The quality of silage made in 2015 has improved slightly on 2014 levels, according to Glanbia, but there is huge variation in samples submitted for analysis.

According to Glanbia, test results from over 3,000 samples and 2,000 farms indicate that the Dry Matter Digestibility (DMD) of silage samples tested in 2015 had improved on last year’s levels.

The average DMD for 2015 is 68% versus 66.5% for 2014, but it added there is huge variation in the range.

It says the bottom 25% of samples have a DMD of 62.1% while the top quarter have an average DMD of 73.5%, these ranges highlight the importance of getting silage analysed, it says.

As a result of the improvement in DMD levels, the crude fibre levels for 2015 are marginally lower while there has also been a small improvement in the net energy content which has increased by 0.1UFL.

Furthermore, it says that on average the silage tested this year is well preserved with an average pH of 4.2 and an ammonia content which is very similar to 2014 levels.

Silage analysis beneficial to farmers

Silage analysis can be hugely beneficial to ensure optimal animal performance, according to Gain Feeds Technical Specialist Willie Darmody.
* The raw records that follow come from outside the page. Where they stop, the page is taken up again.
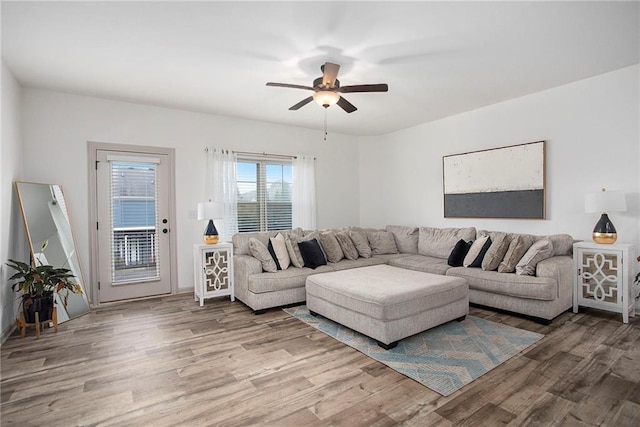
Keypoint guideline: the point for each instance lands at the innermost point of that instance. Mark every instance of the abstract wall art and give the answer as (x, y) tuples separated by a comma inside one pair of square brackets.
[(506, 182)]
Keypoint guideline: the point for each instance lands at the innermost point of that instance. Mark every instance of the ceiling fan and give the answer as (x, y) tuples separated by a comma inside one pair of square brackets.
[(327, 89)]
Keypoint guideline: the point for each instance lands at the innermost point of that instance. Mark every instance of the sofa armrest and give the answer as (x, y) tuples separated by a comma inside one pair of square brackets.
[(243, 267), (559, 268)]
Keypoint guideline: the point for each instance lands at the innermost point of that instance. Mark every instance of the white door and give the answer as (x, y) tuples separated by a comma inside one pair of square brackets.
[(134, 257)]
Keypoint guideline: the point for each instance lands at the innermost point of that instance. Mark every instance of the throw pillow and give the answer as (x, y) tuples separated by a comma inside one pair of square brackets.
[(279, 245), (477, 252), (542, 249), (261, 253), (312, 253), (382, 242), (361, 244), (330, 246), (497, 251), (346, 244), (520, 244), (406, 238), (294, 251), (439, 242), (458, 253)]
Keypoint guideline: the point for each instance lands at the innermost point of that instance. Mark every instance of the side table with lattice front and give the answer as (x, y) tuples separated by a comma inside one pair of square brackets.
[(213, 271), (603, 278)]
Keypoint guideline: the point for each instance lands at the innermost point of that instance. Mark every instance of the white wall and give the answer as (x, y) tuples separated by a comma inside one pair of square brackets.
[(592, 133), (12, 240), (58, 126)]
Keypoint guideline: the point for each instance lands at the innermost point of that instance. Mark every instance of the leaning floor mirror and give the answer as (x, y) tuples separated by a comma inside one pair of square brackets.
[(48, 230)]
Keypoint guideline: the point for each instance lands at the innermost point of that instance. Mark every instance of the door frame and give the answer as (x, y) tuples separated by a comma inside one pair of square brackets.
[(92, 148)]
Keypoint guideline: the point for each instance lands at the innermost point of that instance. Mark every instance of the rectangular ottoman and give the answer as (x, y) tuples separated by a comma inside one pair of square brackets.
[(387, 303)]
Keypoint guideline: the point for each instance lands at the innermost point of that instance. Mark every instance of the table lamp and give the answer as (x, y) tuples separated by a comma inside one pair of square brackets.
[(210, 210), (603, 202)]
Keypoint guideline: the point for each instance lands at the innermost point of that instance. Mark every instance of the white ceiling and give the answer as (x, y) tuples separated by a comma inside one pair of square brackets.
[(439, 58)]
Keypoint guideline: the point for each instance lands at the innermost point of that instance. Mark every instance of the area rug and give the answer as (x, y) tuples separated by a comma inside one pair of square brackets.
[(444, 358)]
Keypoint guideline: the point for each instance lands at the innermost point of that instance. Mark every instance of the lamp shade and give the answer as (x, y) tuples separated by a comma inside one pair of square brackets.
[(605, 201), (210, 210)]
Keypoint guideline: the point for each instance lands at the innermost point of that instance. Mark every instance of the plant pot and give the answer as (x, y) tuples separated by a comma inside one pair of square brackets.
[(43, 305)]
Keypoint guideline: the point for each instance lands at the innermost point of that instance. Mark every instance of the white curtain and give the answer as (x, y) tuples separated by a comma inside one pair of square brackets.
[(221, 188), (303, 197)]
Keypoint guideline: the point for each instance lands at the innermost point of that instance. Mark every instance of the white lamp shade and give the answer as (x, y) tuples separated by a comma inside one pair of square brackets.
[(605, 201), (210, 210)]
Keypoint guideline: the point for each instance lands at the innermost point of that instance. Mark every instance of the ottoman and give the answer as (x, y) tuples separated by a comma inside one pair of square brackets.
[(387, 303)]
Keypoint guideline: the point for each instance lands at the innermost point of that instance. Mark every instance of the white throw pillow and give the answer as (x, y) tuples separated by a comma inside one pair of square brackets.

Under or over-estimating the feeding value of silage without conducting a silage test can cost significant amounts of money to the farmer.

“A recent Teagasc survey confirms that a typical silage pit has a feed value in the region of €10,000. But if the forage is not analysed, then farmers will either underestimate or overestimate the amount of meal and/or silage required by stock in order to secure optimal animal performance.

He added that the results of Glanbia’s silage samples are inherently inconsistent in terms of quality with factors such as sward quality, cutting date, the weather and the time of ensiling all impacting on silage quality that is offered to stock.

The average Crude Protein (CP) for 2015 is 11.9% versus 11.3% for 2014, the lowest 25% have an average CP of 10.1 versus the highest 255 have an average of 13.7%.